A Guaranteed-Stable Neural Network Approach for Optimal Control of Nonlinear Systems
Anran Li, John P. Swensen, Mehdi Hosseinzadeh

TL;DR
This paper introduces a neural network-based control method for nonlinear systems that guarantees stability and convergence by transforming the control optimization into a trainable neural network, reducing computational complexity.
Contribution
It develops a Neural Optimization Machine (NOM) that converts complex control optimization problems into neural network training, ensuring stability and asymptotic convergence.
Findings
System states converge to a neighborhood of the equilibrium
All signals remain bounded under the proposed control scheme
Simulation and experiments validate effectiveness
Abstract
A promising approach to optimal control of nonlinear systems involves iteratively linearizing the system and solving an optimization problem at each time instant to determine the optimal control input.

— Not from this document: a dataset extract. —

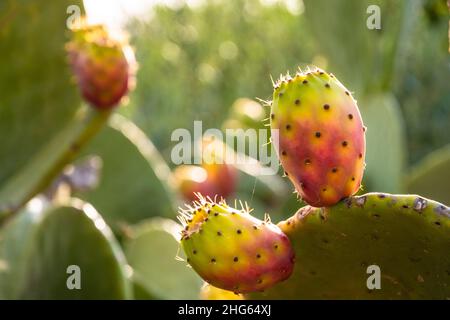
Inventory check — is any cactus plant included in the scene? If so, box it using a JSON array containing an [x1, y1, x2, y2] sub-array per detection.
[[406, 145, 450, 203], [66, 24, 136, 109], [270, 69, 365, 207], [74, 114, 181, 231], [0, 198, 132, 299], [124, 218, 202, 299], [180, 195, 294, 293]]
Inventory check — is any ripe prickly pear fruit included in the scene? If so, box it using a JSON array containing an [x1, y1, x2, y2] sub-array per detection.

Since this approach relies on online optimization, it can be computationally expensive, and thus unrealistic for systems with limited computing resources. One potential solution to this issue is to incorporate a Neural Network (NN) into the control loop to emulate the behavior of the optimal control scheme. Ensuring stability and reference tracking in the resulting NN-based closed-loop system requires modifications to the primary optimization problem. These modifications often introduce non-convexity and nonlinearity with respect to the decision variables, which may surpass the capabilities of existing solvers and complicate the generation of the training dataset. To address this issue,…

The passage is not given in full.